Duty of care certainly stems from legal requirements but it is also connected to moral and ethical obligations. More and more companies realize that the health and safety of workers keep the business running and keeps costs down.
One aspect of duty of care is that all the responsibility is not solely upon the shoulders of the company. Assignees must be made aware of their responsibilities. Therefore companies may have education and training on safety and security included within assignment preparation.
Some duty of care principles
Communication is a clear element of duty of care, which includes clearly written policies and guidelines, security briefings and implemented alert systems. And communication cuts both ways: allowing the employee to communicate with someone if things are going well or if they are not going well.
Pre-planning and assessment of potential issues along with their consequences (i.e. having written policies in place) is another duty of care principle: knowing what can happen as a result of relocation and the assignment is crucial. Another of the principles is to know where the employee is in the midst of relocation, which can be critical in the event of emergency. One of the final aspects of duty of care is partnering appropriately to ensure the highest possibility of success (these things can’t be done alone). Accepting outside partners’ professional expertise and experience is a key to exercising duty of care. These professionals are often in touch with relocating employees at key stages of their relocation and can alert companies to potential concerns in advance.
Does duty of care mix with lump sums?
Much has been written about the changing face of mobility – lower levels of support and greater reliance upon self-service. This lower level of support does impact a company’s duty of care obligations by making them harder to implement. Part of duty of care is to protect employees from their own choices and negligence. All Points Relocation Services Canada has seen companies choose lump sum programs for a variety of reasons: cost constraint, cost predictability, greater employee independence, etc. However, one reason for lump sums is most certainly reduced administration.
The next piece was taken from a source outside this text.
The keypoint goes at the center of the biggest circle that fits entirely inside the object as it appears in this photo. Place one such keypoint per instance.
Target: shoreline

If taken too far this can run headlong into the concept of duty of care. Does a company have a responsibility to protect employees from bad vendors? For instance, a bad moving vendor could cost the employee all kinds of grief, time and money. Without a destination service, an employee may not switch over his driver’s license and be uninsured for a vehicular accident. She may not register locally where it is legally necessary. What about ensuring that the employee switches over to provincial health insurance or that they do their taxes correctly? The employee certainly has responsibilities in these realms, but does the company have responsibilities also in the era of duty of care? If employers have policies against texting and driving, is it a stretch to suggest that they should also protect employees from themselves who can be ignorant of these important tasks and choose not to spend their lump sum on them? While it may seem more mundane than the possible kidnapping in an overseas location, the logical extension of the concept of duty of care does carry into these realms. For instance, it is rare to find a company willing to risk the process of immigration to the point where the employee is not assisted by a professional. All Points Relocation Services Canada is seeing lump sum amounts used for both international and domestic relocation, but the duty of care obligation should remain – it is just a question as to how far it should stretch from protection from kidnapping to protection from a bad move experience. This is an open question, but one that deserves to be asked.
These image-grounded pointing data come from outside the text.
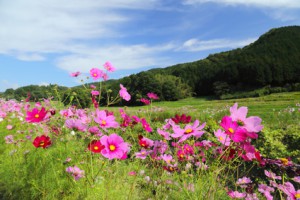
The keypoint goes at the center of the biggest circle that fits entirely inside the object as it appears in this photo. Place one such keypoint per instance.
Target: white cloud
(5, 84)
(258, 3)
(198, 45)
(43, 84)
(30, 26)
(122, 57)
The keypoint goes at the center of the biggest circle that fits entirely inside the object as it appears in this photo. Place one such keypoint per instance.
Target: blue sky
(43, 41)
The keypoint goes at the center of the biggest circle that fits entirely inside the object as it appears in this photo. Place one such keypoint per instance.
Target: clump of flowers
(36, 115)
(42, 141)
(76, 172)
All Points Relocation Services Canada asks where does the conversation go from here?
Companies should review their lump sum practices alongside their duty of care policies and see if they are in conflict with one another and if lump sums limit or increase the company’s overall liability.
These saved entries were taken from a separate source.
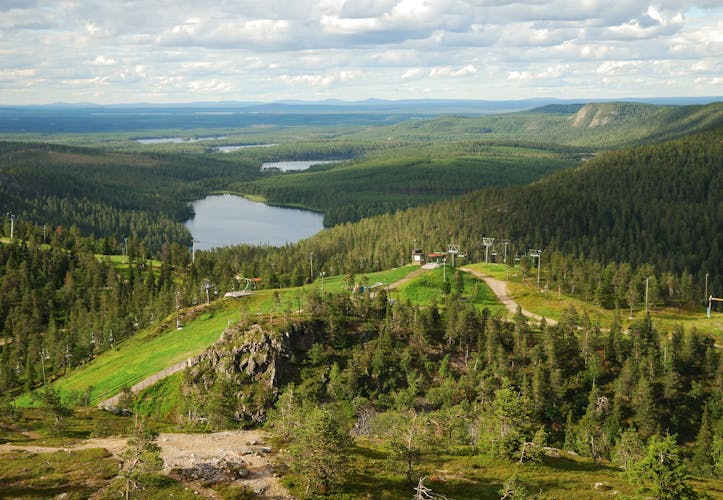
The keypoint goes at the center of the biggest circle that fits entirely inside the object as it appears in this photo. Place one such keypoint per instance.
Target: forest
(99, 255)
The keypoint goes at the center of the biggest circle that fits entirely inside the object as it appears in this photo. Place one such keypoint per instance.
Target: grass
(467, 475)
(551, 305)
(428, 286)
(46, 475)
(144, 354)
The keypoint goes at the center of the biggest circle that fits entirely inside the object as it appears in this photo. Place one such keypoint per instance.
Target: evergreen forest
(370, 377)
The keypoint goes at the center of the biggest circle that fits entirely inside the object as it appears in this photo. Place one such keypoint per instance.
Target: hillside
(594, 126)
(654, 205)
(397, 377)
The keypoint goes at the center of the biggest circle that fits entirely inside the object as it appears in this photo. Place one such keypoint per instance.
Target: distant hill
(593, 126)
(658, 204)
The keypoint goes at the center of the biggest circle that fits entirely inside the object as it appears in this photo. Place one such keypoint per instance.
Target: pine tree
(662, 472)
(702, 452)
(319, 451)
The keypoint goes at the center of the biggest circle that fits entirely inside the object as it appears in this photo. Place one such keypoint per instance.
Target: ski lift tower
(207, 285)
(710, 302)
(12, 224)
(536, 253)
(487, 243)
(453, 250)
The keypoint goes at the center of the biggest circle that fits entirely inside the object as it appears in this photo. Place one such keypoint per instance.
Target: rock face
(256, 362)
(217, 471)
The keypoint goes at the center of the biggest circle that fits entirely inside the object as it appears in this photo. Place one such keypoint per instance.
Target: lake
(223, 220)
(235, 147)
(178, 140)
(286, 166)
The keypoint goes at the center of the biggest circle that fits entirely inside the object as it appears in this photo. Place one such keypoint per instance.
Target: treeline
(351, 192)
(62, 304)
(650, 212)
(429, 380)
(114, 195)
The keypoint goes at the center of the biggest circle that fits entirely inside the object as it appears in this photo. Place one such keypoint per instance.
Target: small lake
(178, 140)
(236, 147)
(286, 166)
(224, 220)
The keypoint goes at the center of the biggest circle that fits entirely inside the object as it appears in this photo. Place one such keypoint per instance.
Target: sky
(162, 51)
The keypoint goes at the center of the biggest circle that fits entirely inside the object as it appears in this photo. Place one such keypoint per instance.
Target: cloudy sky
(116, 51)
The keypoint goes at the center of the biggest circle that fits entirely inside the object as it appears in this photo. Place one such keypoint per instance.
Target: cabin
(417, 256)
(437, 257)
Where does the line between inconvenience and emergency lie? Is being stopped at the US-Canada border for 72 hours constitute an acceptable inconvenience? Is an avoidable tax liability an unacceptable inconvenience? Is a herniated disc because of lifting heavy furniture in the same league as other duty of care concerns being raised in international relocations? There are many such questions to ask, but in general companies should know that self-service lump sums move them further along the spectrum away from duty of care obligations that they have embraced elsewhere for different circumstances.